I have repeatedly argued that there are some jobs (i.e., most unskilled labor- retail, waitressing) that will never, ever pay enough for someone to take care of themselves and their families. Many of these types of jobs have it offered to their employees, but anyone who has ever tried to take advantage of it knows of the many loopholes companies use to prevent their employees from using it- long “trial periods” before benefits kick in, hiring enough employees so no one has enough hours to qualify as full-time, having yearly raises of 25 cents (I personally worked for a company that did this). And yet, while these people are involved in the discussion of success, they are told to get a second job or go back to school. (They are also told to “keep their legs closed” but that’s another post.) Leaving aside the issues of childcare and the impossibility of getting a schedule that doesn’t change long enough to know one’s availability for another job or school, there is another, deeper problem that no one seems to probe.
These jobs need to be filled. They exist. And since people like their coffee, their clothing on racks, their McDonald’s hamburgers, there must be people to fill them. Even if one person in any of these jobs manages to “make it” to school or a better job, there’s a hole that needs to be filled by some other person who will have dirt kicked in their face for “not working hard enough to succeed”. The problem is not the person, it is the job. And what I mean by that is this:
The retail economy of the United States has created a need for a perpetual underclass.
Since we want these services, there is a necessity that these positions be filled, and they cannot all be filled by teenagers on summer break with no dependents or expenses. Minimum wage isn’t doing anyone any good except the employer who will “move his company overseas or close down” if forced to pay his employees higher wages or god forbid, provide them healthcare. This isn’t true.
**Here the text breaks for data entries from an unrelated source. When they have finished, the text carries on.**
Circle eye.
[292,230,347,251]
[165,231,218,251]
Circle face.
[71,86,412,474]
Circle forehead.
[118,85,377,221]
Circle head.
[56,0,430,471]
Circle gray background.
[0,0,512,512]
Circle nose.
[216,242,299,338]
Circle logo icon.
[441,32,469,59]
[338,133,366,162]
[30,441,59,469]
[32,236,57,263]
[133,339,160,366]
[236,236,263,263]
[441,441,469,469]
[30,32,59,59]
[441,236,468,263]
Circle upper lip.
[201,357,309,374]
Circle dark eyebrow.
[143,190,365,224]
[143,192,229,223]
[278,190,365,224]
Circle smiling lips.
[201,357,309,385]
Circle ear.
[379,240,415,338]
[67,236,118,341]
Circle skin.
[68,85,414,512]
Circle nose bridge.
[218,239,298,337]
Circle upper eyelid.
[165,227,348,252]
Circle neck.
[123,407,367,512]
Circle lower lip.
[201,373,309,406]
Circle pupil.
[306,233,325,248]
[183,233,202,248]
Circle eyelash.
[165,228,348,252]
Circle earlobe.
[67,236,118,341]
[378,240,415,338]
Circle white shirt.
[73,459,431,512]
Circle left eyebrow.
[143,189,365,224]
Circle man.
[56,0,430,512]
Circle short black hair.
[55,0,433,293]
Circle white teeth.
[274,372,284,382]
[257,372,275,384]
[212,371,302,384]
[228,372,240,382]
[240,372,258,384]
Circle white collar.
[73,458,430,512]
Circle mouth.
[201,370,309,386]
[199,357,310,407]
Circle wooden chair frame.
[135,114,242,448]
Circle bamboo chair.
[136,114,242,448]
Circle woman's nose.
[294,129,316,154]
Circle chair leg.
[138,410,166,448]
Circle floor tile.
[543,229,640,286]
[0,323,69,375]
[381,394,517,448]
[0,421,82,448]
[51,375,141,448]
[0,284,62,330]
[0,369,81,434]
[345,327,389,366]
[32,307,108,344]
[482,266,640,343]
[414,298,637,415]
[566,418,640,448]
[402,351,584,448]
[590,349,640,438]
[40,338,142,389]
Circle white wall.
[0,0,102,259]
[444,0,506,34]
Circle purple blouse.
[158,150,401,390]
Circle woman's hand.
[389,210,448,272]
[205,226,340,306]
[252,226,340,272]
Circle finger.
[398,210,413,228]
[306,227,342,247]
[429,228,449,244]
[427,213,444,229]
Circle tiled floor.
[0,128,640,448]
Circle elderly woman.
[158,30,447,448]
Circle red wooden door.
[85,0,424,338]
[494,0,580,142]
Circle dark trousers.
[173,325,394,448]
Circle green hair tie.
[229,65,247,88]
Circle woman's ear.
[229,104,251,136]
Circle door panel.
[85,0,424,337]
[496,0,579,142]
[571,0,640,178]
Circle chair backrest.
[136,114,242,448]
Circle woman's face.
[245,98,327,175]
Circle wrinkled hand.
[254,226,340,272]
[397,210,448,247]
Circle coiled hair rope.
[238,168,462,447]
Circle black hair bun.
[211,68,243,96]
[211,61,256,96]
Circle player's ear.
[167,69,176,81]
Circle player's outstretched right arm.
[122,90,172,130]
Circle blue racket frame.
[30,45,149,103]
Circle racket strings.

I know my ideas are far from original, but it is a growing concern now that this has become one of the largest bones of contention about healthcare. (Legitimate ones, unlike, you know, death panels.) The evidence needs to be published over and over again that the cost of doing business needs to include letting the workers we take for granted have lives and families. We require their services; we treat them like people. Not an underclass we can ignore, step on, and let live and die in poverty because “big business can’t afford it”.